Undergrad alum Gabrielle Valentic (BA 2015) accompanied Carmel O'Shannessy on a fieldwork trip to Northern Australia last summer. They visited several Warlpiri communtiies, attended community events, and continued Carmel's documentation of Warlpiri and Light Warlpiri. We hand over to Gabrielle below to describe the experience in her own words:

"Last summer, I had the incredible opportunity of joining Carmel O’Shannessy on her annual field study of Light Warlpiri and Warlpiri in the Warlpiri communities of the Australian Northern Territory. During the first week of our trip, I had the privilege of visiting the Warlpiri community of Yuendumu where we participated in the Warlpiri Triangle, a workshop for teachers on two-way language education in Warlpiri and English. After, we travelled to Lajamanu, Carmel’s primary field site, where I was finally able to meet many speakers of Light Warlpiri and Warlpiri whose data I have worked on for years as one of Carmel’s research assistants.

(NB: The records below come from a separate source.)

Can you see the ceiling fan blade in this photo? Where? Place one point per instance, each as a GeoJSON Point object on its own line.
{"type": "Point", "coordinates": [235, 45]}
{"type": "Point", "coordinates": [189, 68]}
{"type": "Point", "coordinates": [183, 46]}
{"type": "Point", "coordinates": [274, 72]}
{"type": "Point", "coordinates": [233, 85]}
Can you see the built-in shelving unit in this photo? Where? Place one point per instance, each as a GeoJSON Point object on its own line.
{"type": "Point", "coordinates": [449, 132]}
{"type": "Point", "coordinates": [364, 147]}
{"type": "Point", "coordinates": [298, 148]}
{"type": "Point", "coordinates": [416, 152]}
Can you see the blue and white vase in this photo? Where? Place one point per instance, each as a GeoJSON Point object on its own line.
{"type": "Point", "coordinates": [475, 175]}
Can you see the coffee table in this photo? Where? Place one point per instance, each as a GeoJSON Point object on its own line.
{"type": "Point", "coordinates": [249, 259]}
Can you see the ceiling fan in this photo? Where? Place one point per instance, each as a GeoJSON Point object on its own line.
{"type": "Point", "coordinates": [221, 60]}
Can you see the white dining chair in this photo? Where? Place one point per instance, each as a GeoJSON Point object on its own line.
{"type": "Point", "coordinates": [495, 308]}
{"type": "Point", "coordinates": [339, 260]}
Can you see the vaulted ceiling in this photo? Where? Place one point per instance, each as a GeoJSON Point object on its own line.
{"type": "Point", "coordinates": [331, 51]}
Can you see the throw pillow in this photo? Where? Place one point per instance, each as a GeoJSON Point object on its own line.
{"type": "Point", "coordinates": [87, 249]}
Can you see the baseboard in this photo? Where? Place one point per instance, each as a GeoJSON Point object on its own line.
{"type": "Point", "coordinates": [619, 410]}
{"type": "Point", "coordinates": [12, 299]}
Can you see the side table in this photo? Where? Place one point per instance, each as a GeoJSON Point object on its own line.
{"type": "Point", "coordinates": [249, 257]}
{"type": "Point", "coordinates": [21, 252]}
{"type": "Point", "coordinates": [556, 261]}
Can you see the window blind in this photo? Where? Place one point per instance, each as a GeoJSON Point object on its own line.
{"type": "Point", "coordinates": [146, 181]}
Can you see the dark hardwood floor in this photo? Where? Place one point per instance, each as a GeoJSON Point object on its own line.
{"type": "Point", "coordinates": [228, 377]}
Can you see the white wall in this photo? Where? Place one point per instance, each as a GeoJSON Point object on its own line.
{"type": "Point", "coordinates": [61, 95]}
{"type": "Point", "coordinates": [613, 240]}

In Lajamanu, I spent time working with the now adult speakers of Light Warlpiri who originated the language and the children who now speak Light Warlpiri as their L1. I assisted in collecting more data for documentation of the language. I also assisted Carmel with her phonetics research, analyzing VOT of the speakers. Aside from data collection, a true highlight of the trip for me was the opportunity I was given to participate in many Warlpiri cultural activities and traditions. The people of Yuendumu and Lajamanu were unbelievably welcoming, even including me in the Warlpiri kinship system by giving me the Warlpiri name 'Nampijinpa'. Our friends also taught me traditional Warlpiri singing and dancing on visits to the Warlpiri ‘Jukurrpa’ sites (see this link for more information), took me on hunting trips for bush fruit with the elder women, and taught me about painting in their local style. These were crucial for my further understanding of the sociocultural aspects of the language, and I look forward to applying this knowledge to future research.

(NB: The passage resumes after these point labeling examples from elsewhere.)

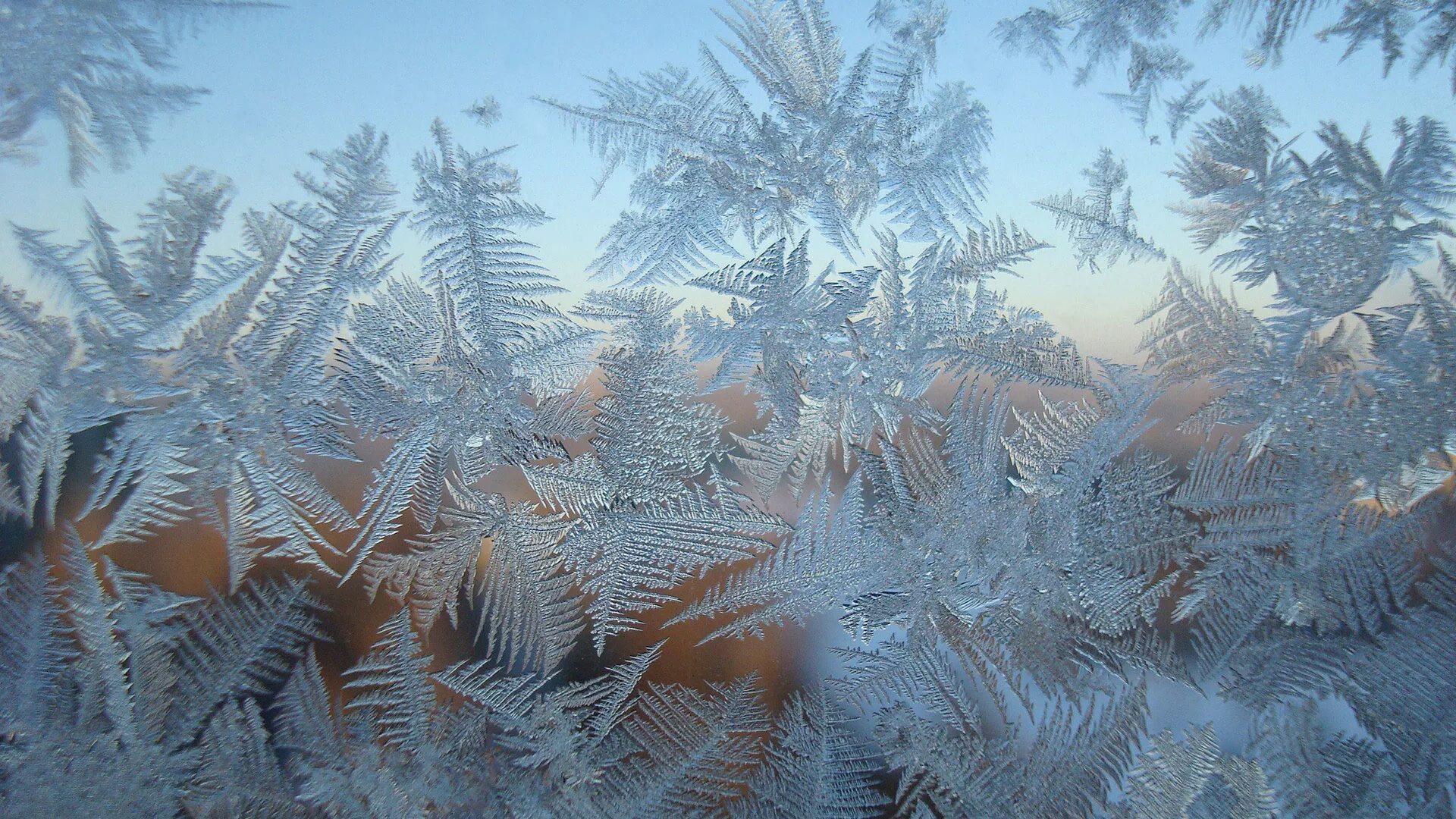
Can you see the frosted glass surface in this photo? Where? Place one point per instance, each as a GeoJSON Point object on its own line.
{"type": "Point", "coordinates": [750, 409]}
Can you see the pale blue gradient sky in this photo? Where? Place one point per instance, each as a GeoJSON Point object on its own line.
{"type": "Point", "coordinates": [291, 80]}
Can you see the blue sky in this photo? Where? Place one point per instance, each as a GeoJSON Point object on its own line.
{"type": "Point", "coordinates": [290, 80]}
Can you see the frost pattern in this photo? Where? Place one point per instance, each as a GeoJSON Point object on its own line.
{"type": "Point", "coordinates": [1015, 570]}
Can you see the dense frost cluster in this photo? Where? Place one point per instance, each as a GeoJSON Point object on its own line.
{"type": "Point", "coordinates": [1011, 572]}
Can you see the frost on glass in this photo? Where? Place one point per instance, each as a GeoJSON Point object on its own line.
{"type": "Point", "coordinates": [800, 401]}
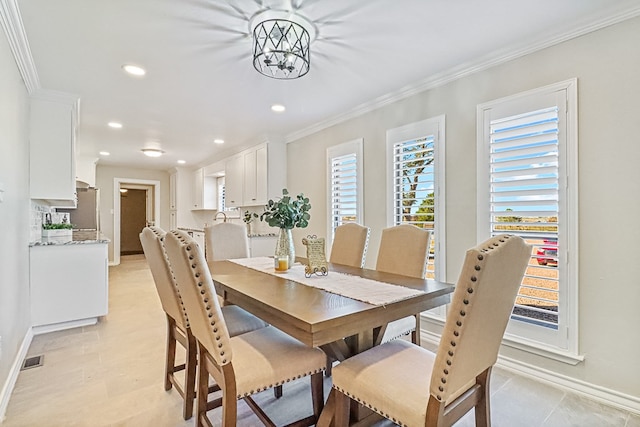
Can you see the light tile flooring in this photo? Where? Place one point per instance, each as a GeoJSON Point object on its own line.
{"type": "Point", "coordinates": [110, 374]}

Now graduated, I am extremely thankful to continue working with Carmel on her Light Warlpiri research as time and schooling permits. The Warlpiri people and their languages are truly a beautiful example of how language embodies rich history, culture, and a great capacity for unique language-specific thought and emotion. Hopefully I will be able to return to Lajamanu one day in the future! My thanks to the Linguistics Department for funding support for this experience."